Over the last few decades, India has established itself as one of the fastest developing countries in the face of the world economy. The steep rise in development has resulted in an upsurge in economic activities over foreign investments influx, paired with technological collaborations. This increased transactions across the border, throwing several challenges on India’s taxation front regarding such foreign entities.

Principally, when a company is incorporated in Indian soil, the income generated via its revenues is taxable in the country itself. Based on the principle of “Residential base,” India also holds the right to account for tax on the company’s global income. Further, India also holds the right to tax income for a foreign company if its revenue is generated from activities in India. 

What Does The Indian Income Tax Act Say? 

As per the Indian Income Tax Act, if income from any foreign company is deemed or received in India OR deemed to have raised/ accrued in India, such revenue is generated. And, following the “source base” principle of taxation, India holds the right to tax such income. Such taxation is generally at a reduced rate of tax and on gross receipt of the foreign company. This section covers only specific income categories like Royalties, Fees for technical services, interest, dividends, etc., which are covered by this section.

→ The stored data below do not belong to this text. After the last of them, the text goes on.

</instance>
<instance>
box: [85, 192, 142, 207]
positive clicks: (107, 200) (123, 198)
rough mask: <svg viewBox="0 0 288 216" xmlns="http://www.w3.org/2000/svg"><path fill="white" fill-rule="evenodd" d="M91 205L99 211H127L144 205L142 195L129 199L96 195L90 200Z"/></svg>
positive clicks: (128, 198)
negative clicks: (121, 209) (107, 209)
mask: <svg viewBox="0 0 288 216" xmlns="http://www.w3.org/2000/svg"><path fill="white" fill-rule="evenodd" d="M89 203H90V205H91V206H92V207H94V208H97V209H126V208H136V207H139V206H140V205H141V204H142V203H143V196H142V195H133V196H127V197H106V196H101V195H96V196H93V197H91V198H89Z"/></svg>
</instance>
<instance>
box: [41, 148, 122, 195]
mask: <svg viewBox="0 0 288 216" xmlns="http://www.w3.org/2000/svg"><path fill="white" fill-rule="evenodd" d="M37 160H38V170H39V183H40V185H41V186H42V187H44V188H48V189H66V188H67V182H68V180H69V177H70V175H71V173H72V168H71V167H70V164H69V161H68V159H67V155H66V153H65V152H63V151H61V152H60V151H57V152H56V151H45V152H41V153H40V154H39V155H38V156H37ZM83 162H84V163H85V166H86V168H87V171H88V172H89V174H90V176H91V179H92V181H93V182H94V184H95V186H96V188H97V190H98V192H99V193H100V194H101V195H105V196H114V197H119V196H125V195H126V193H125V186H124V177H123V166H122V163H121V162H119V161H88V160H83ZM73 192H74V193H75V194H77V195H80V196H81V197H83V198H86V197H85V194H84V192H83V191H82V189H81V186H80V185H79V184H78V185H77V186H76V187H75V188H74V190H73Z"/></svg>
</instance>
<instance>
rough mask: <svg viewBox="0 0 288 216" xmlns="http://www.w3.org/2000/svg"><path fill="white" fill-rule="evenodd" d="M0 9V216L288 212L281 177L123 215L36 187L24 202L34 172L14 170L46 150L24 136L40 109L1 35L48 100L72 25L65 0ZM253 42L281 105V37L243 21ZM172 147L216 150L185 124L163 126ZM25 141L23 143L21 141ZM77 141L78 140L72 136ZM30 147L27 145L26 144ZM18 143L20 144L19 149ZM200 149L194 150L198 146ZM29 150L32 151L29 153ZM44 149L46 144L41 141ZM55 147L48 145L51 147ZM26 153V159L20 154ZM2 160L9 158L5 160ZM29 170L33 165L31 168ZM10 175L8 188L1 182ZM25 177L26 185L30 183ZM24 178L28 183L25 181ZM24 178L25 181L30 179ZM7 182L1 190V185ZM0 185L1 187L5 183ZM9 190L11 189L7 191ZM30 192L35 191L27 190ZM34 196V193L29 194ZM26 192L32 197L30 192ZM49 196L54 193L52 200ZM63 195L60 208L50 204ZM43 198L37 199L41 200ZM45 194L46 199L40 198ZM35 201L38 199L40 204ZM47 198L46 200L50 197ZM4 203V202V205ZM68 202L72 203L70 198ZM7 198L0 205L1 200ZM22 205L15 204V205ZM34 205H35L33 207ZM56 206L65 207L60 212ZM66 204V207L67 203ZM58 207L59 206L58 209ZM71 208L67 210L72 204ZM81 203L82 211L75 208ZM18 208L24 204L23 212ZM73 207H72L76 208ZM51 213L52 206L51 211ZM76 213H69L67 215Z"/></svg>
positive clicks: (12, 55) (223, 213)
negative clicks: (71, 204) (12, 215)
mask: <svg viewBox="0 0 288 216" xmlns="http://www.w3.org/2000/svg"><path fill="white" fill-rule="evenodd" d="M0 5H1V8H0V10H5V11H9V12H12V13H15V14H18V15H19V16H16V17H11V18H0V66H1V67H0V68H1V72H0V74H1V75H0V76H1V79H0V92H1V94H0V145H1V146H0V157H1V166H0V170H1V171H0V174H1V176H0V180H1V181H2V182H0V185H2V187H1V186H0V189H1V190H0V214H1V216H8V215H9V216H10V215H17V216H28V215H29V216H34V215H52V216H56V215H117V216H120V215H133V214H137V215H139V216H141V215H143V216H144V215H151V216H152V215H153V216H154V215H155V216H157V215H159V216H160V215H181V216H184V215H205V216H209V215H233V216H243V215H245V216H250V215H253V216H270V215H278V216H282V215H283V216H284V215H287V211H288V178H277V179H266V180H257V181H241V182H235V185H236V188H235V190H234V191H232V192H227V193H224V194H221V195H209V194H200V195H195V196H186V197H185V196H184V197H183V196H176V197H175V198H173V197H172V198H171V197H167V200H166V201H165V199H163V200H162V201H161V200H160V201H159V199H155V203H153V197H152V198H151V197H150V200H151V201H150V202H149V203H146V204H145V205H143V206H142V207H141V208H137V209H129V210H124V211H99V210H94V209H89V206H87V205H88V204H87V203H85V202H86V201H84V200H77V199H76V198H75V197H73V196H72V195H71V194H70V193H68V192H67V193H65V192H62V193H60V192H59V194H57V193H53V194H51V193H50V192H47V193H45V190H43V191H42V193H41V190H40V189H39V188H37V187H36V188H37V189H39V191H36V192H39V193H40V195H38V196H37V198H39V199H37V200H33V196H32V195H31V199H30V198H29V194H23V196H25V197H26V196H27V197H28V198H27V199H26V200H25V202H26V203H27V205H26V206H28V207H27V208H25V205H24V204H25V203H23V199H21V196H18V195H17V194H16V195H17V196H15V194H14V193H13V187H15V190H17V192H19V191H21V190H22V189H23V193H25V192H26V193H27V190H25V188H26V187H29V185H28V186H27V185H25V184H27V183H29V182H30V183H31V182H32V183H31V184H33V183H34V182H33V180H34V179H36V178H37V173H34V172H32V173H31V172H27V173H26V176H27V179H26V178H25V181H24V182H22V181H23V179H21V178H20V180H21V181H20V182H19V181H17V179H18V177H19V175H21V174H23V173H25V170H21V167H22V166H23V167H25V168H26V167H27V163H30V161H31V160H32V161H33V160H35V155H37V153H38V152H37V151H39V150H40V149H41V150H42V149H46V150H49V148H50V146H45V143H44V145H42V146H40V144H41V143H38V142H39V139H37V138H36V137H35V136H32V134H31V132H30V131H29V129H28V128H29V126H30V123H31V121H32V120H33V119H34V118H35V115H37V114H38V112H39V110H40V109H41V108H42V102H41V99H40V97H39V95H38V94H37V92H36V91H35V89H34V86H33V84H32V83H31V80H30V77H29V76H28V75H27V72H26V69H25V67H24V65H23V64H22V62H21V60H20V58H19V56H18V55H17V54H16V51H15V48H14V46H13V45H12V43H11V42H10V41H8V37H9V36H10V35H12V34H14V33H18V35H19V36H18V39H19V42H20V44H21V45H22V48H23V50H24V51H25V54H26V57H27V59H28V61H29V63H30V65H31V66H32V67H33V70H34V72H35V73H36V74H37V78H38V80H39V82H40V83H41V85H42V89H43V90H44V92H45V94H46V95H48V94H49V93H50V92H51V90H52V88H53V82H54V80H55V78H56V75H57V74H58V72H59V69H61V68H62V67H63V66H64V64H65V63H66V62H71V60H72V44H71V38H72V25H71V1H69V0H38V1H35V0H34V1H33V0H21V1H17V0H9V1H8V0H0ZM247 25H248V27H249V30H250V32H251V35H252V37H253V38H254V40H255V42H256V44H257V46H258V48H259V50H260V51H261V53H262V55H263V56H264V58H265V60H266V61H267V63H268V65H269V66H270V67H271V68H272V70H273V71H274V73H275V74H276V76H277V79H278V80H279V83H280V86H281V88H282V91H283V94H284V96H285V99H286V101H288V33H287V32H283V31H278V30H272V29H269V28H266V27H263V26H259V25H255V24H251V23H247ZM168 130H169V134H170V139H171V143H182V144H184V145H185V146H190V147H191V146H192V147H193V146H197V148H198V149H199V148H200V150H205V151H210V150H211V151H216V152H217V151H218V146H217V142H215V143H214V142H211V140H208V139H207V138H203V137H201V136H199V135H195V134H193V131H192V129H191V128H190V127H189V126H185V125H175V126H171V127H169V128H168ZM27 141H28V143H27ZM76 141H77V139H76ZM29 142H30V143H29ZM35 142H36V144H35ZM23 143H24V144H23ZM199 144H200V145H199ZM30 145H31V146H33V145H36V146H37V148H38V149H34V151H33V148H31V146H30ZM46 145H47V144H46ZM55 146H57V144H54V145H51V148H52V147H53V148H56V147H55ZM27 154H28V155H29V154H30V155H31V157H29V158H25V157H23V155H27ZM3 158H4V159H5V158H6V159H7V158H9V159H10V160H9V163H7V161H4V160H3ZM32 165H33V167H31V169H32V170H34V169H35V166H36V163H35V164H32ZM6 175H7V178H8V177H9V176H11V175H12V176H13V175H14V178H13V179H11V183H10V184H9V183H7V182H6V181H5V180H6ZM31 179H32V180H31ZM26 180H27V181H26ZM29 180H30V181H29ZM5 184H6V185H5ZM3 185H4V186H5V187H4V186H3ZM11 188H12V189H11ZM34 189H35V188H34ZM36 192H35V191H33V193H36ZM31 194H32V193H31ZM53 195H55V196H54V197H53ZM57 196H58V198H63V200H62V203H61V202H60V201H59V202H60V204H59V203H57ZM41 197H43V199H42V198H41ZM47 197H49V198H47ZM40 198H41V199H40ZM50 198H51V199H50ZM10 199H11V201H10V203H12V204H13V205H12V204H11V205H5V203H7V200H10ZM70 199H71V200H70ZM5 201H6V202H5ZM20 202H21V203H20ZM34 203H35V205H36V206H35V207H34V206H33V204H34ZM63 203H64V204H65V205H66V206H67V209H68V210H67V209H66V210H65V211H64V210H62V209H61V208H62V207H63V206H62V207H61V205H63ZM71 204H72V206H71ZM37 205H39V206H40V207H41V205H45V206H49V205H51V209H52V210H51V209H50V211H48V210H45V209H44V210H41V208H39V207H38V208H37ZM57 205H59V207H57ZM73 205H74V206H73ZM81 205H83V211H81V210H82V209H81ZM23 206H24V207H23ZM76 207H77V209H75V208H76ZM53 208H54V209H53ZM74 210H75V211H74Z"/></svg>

Other Use Cases Of Permanent Establishment In India

Suppose the foreign company has extended its presence in the country and is carrying out its activities in the country. In that case, their derived income is to the extent that it becomes taxable in India. With this logic, we derive the concept of Permanent Establishment (PE) for companies in the country.  

Article 5 on DTAA (Double Tax Avoidance Agreements) signifies that India has collaborated with multiple countries, thus defining the term PE as “A permanent establishment or fixed place for organizations via which operations of an enterprise can be executed either wholly or partly.” 

There are the following types of PEs:

A fixed place permanent enterprise or PE of foreign enterprise exists in the source country (India) only when they satisfy the following tests:

  1. Physical place: The business must operate from a physical place; it doesn’t matter whether leased or owned.
  2. Location: The location or place for business needs to be fixed. Further, the employee’s residence may also be used as a PE if the operations are carried out from there, and the place is used as an office for business.
  3. Permanence: The place of business should not be floating and needs to be fixed for an extended period. It needs to have a reasonable degree of regularity and continuity. It needs to be ‘carried on,’ signifying that a mere transient, passing, or everyday activity, though carried out from a particular place, will not come under the scope of PE’s definition.
  4. At Disposal: It states that the business must be at the disposal of a foreign entity. Suppose the organization is located at the business premises of any other foreign enterprise or Indian enterprise. In that case, it needs to have a particular part of the place at its constant disposal. This way, it might be considered as having a PE in India.
  5. Business activity: Organizations need to carry out proper activity from a fixed place of operation. 

 

To add to the list, here are some specific inclusions to PE in Article 5(2) of treaties:

  1. Place of Management: The place of management refers to the place where ‘control and management’ reside for an enterprise.
  2. Branch: When non-resident enterprises execute their operations via a branch in India, it is generally referred to as PE of the non-resident enterprise.
  3. Office: Office refers to a fixed room, place, and building from which business operations can be carried.
  4. Factory: It is a place where the manufacturing and processing of goods are carried out.
  5. Workshop: A workshop is a place where industrial processes are executed. It generally highlights any place where collective manual labor under an employer is done via making, trade, repairing, etc.

In addition to the above, Oil, Mines, Quarry, Gas well, Oil exploration is also considered PE in India.

Consequences of Establishment of PE in India

Once a foreign organization is determined to have a PE in India, the profits generated from its operating activities are taxed under the “Business Income,” according to Article 7 of the treaties. The list of consequences include: 

  • Profits operated from the PE are the revenues that the PE would have generated if used independently in similar or same activities within similar or identical conditions as the rest of the company.
  • They need to maintain their books of accounts compulsorily.
  • They must apply for PAN and get their businesses registered under Indirect tax regulations.

Now You Know!

PE is one of the most crucial aspects for organizations when it comes to running operations across borders. This works as a significant means by which companies are exposed to filing tax returns, value-added tax, corporate income tax, and comply with a vivid range of other similar obligations. Therefore, before you plan to establish a business, ensure that you know everything around PE.